Dat is een verdere rode draad: het revolutionaire idee van de Oostenrijkse
beeldhouwer Karl Prantl, om kunstenaars uit te nodigen om samen een paar
maanden lang ergens op een bepaalde plek te werken. Zo’n 50 jaar geleden was dit
voor beeldhouwers een geheel nieuwe ervaring. Het concept van zo’n symposium is
tot op heden nog steeds een groot succes, niet alleen omdat de kunstenaars met
elkaar van gedachten kunnen wisselen, maar ook omdat een symposium ze bijv. de
kans geeft door gezamenlijke acties maatschappelijke betrokkenheid te tonen.
Dus organiseerde Kornbrust iets dergelijks in St. Wendel. Samen met een aantal
internationaal bekende kunstenaars schiep hij in 1971 en 1972 veertien sculpturen.
Dat dit symposium een paar jaar later werd uitgebreid tot een beeldenroute, kwam
door twee gebeurtenissen, die allebei in 1973 plaatsvonden. Weer twee
puzzelstukjes in dit verhaal.
Ten eerste braken er toen tijdens bouwwerkzaamheden vlak bij het stadje St. Wendel
grote brokken zandsteen uit een rotswand, waarvoor een plek gezocht moest
worden, en ten tweede werd er een wandelweg langs de grens van Saarland
aangelegd, die toevallig ook door het terrein van het symposium liep. Kornbrust liet
de stenen toen langs het nieuwe wandelpad plaatsen, en in 1977 werkten hier de
eerste beeldhouwers.
Inmiddels was het werk van Otto Freundlich voor naoorlogse kunsthistorici ook weer
interessant geworden en verschenen er publicaties over zijn werk. Ook Leo Kornbrust
hoorde in die tijd voor het eerst iets over het idee, beeldenroutes voor de vrede te
bouwen – de concrete plannen van echtgenote Jeanne Kloss werden in de literatuur
voor het gemak aan Freundlich toegeschreven. Haar eigen rol werd later pas erkend.
In ieder geval was Kornbrust zo onder de indruk van dit idee, dat hij in 1979 zijn eigen
Straße der Skulpturen aan Otto Freundlich opdroeg. Deze beeldenroute van ca. 20
km behoort dus tot het oudste deel van de Straße des Friedens.

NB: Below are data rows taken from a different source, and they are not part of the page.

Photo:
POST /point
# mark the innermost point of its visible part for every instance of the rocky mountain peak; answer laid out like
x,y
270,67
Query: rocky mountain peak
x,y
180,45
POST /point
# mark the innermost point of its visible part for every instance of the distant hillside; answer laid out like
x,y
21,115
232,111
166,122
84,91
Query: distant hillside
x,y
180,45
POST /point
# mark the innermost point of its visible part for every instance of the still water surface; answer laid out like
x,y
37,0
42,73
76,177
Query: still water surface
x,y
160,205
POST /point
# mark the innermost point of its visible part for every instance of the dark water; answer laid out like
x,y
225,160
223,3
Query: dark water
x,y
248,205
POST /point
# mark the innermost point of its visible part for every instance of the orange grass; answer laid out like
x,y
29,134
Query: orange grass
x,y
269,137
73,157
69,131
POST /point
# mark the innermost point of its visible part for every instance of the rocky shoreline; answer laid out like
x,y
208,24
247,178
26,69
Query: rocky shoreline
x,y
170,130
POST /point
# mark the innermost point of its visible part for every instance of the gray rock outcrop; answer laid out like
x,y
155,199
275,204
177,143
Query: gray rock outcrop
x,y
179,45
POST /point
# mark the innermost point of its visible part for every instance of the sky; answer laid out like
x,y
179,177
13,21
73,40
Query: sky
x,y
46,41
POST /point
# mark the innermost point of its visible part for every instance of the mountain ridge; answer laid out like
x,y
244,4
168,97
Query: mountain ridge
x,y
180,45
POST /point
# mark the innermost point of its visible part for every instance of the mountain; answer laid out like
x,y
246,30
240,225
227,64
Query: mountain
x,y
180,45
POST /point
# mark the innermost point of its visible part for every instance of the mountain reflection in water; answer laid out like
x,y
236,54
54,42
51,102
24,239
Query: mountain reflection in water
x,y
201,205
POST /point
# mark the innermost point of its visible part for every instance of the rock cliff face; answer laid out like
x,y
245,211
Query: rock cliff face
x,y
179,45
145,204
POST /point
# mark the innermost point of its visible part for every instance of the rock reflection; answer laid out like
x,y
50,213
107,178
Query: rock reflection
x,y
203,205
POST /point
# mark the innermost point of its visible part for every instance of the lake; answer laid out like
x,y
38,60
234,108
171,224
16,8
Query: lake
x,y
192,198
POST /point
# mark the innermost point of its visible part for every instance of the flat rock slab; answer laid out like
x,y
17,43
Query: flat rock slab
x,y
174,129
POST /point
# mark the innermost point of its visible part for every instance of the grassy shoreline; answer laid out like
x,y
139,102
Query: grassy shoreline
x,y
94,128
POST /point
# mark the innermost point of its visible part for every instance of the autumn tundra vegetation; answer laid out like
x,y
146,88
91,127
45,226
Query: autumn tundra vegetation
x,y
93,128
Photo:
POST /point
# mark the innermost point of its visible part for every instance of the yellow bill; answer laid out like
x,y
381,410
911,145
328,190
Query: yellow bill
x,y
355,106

Inmiddels is er een internationaal netwerk van kunstprojecten en vredesinitiatieven
ontstaan en bevinden zich langs de twee trajecten meer dan 500 beelden. Maar dit
netwerk zelf is op het eerste gezicht een nogal onoverzichtelijke kluwen van
projecten. Het is ook niet zo, dat alle partner steeds tegelijk allemaal actief zijn. Ik
beschouw het netwerk meer als een soort amoebe, een eencellig diertje, dat van
vorm kan veranderen door het uitsteken en intrekken van schijnvoetjes. Met behulp
van deze schijnvoetjes beweegt de amoebe zich voort en voedt zich.

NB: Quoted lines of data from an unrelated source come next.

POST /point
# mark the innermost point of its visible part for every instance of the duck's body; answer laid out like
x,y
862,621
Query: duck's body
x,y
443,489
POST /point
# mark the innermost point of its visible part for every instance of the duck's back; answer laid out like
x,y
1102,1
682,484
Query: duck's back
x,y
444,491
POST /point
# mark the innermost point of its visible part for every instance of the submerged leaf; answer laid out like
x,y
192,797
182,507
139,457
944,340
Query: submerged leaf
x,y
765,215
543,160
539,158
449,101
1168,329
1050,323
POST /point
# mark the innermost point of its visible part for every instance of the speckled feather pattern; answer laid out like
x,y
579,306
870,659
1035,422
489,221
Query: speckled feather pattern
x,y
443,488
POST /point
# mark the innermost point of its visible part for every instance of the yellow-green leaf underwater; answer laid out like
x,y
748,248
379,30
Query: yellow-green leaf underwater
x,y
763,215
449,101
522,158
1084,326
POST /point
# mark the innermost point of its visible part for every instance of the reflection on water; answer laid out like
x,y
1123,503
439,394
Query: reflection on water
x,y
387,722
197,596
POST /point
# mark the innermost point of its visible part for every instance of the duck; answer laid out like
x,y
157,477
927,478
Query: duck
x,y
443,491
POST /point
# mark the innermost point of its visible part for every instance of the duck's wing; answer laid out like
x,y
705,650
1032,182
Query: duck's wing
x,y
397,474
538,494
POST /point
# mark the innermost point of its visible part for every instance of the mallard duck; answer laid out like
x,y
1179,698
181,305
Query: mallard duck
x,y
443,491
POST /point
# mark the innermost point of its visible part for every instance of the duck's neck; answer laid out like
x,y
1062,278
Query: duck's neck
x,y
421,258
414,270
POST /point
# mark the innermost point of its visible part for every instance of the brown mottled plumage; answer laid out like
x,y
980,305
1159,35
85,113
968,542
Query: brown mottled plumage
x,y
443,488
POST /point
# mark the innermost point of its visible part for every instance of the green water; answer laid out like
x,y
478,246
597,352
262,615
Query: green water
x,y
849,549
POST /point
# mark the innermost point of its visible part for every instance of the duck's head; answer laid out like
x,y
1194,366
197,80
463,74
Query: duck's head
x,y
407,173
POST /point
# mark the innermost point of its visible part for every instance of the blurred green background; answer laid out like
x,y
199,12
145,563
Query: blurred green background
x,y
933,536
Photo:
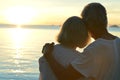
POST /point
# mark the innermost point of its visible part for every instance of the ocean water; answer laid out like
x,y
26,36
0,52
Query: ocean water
x,y
20,49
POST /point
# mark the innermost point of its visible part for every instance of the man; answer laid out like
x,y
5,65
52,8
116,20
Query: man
x,y
100,60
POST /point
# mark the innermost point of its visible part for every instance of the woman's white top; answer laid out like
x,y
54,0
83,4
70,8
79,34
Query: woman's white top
x,y
63,55
101,60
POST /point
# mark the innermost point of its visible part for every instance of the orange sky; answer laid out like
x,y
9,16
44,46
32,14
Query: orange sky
x,y
50,11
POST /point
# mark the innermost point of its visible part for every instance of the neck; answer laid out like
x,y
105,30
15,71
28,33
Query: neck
x,y
70,47
106,36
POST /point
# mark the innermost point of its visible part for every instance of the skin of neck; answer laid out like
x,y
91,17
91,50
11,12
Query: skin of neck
x,y
102,34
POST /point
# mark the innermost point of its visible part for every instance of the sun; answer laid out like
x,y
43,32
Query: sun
x,y
20,14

Wat betreft ons project Straße des Friedens steekt de amoebe hier en daar zijn
schijnvoetjes uit, daar is het actief, beweegt zich voort en voedt zich – actueel
bijvoorbeeld in Normandië en in ’s-Hertogenbosch. Oude actieve schijnvoetjes, in
Polen en bijvoorbeeld in Verdun, het beroemde Vredescentrum in Frankrijk, zijn nu
ingetrokken, er gebeurt daar nu even niets. In de Pyreneeën ontstond tien jaar
geleden een kunstcentrum met een heel geëngageerd team, nu zijn de
initiatiefnemers terug naar Parijs, en gaat alles nog een paar jaar langer duren als
gepland – even geen voortbeweging, even geen voeding. Dat geeft allemaal niets.

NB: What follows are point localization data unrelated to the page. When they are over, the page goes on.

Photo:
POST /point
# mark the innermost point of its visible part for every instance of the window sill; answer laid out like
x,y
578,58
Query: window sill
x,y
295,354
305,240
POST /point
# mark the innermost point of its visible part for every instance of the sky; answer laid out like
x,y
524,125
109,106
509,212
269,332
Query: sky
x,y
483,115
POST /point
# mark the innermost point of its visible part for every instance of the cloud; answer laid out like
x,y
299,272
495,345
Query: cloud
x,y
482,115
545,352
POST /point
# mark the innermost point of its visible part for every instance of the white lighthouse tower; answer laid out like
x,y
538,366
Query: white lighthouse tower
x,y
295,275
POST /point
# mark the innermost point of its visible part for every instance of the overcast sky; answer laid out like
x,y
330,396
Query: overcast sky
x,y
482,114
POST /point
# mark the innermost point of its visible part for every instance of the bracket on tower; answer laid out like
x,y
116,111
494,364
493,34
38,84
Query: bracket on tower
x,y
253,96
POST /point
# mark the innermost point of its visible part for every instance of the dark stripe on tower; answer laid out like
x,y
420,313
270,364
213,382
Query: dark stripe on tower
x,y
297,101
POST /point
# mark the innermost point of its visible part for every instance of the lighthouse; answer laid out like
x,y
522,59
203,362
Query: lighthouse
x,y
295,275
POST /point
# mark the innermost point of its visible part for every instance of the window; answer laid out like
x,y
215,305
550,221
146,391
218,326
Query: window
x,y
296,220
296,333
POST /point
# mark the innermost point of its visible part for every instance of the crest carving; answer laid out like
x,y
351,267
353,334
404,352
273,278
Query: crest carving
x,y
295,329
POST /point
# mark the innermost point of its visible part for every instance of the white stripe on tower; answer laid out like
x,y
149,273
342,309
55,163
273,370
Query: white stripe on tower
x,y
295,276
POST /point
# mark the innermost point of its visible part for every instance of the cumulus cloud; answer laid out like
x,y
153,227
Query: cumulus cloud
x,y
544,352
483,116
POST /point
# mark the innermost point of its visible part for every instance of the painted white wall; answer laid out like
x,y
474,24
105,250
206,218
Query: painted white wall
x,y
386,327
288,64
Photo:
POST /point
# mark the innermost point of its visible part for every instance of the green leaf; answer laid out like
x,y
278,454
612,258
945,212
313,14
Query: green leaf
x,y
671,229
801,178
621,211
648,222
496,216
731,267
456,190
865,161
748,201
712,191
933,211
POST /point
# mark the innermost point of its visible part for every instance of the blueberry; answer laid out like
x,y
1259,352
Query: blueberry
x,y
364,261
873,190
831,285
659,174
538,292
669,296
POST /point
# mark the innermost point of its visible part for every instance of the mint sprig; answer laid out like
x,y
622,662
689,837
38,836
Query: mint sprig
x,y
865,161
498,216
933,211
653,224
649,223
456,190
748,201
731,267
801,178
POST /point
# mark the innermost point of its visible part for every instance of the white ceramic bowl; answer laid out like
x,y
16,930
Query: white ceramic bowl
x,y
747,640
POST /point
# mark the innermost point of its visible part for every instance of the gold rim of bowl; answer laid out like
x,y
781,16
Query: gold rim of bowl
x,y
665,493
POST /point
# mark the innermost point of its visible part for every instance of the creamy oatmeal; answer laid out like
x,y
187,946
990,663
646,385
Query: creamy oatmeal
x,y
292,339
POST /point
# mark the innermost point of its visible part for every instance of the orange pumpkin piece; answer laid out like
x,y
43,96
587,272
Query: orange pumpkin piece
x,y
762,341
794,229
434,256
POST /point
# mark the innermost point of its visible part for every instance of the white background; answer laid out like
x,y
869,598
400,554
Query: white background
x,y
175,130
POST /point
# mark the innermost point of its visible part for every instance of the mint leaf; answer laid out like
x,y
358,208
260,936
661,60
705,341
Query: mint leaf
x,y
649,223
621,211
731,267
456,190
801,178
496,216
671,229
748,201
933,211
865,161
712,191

Het gaat om het dynamische proces, om de wil, iets tot stand te brengen.
Ikzelf ben dertig jaar geleden actief geworden. Ik leerde toen Leo Kornbrust kennen,
en heb in de loop van de tijd het werk van de Weg van de Vrede in het
tentoonstellingsprogramma van het museum in St. Wendel geintegreerd. Ik was in
2004 medeoprichter van de Verein Straße des Friedens. De toenmalige kleine club
enthousiastelingen uit de jaren 70 ging als het ware met pensioen, er was een nieuwe
organisatie nodig.
Mijn eigen rode draad begint met mijn ouders, die in Haarlem in de oorlog in het
verzet zaten, en ik ben opgegroeid met veel verhalen over “goed” en “fout”, wat ik
later heb leren relativeren. Het gaat verder met het feit dat ik in Duitsland ging
wonen, wat voor mijn ouders in het begin erg moeilijk was. Na een paar jaar waren ze
er niet alleen mee verzoend, dat ik daar woonde, maar ook verzoend met hun eigen
wrok tegen de Duitsers in het algemeen, omdat ze geleerd hadden, dat mensen
gewoon mensen zijn.
In deze tentoonstelling vindt u ook een paar voorbeelden van actuele projecten. De
kunstenares Isabelle Federkeil thematiseert met haar kinetische sculpturen
levenswegen en menselijk handelen – en vraagt zich af, in hoeverre wij in onze eigen
keuzes vrij zijn. Het kunstenaarsduo Henk Wijnen en Wim van Sijl is bezig met een
serie van zogenaamde “nieuwe schuttersstukken”, waarbij ze de structuur van
hedendaagse organisaties doorlichten en verbeelden – ook de vereniging Straße des
Friedens was in 2013 onderwerp van zo’n compositie. En U kunt zich misschien ook
bij het bekijken van deze tentoonstelling afvragen, waar uw eigen rode draad
langsloopt, als het om de vrede in de wereld gaat.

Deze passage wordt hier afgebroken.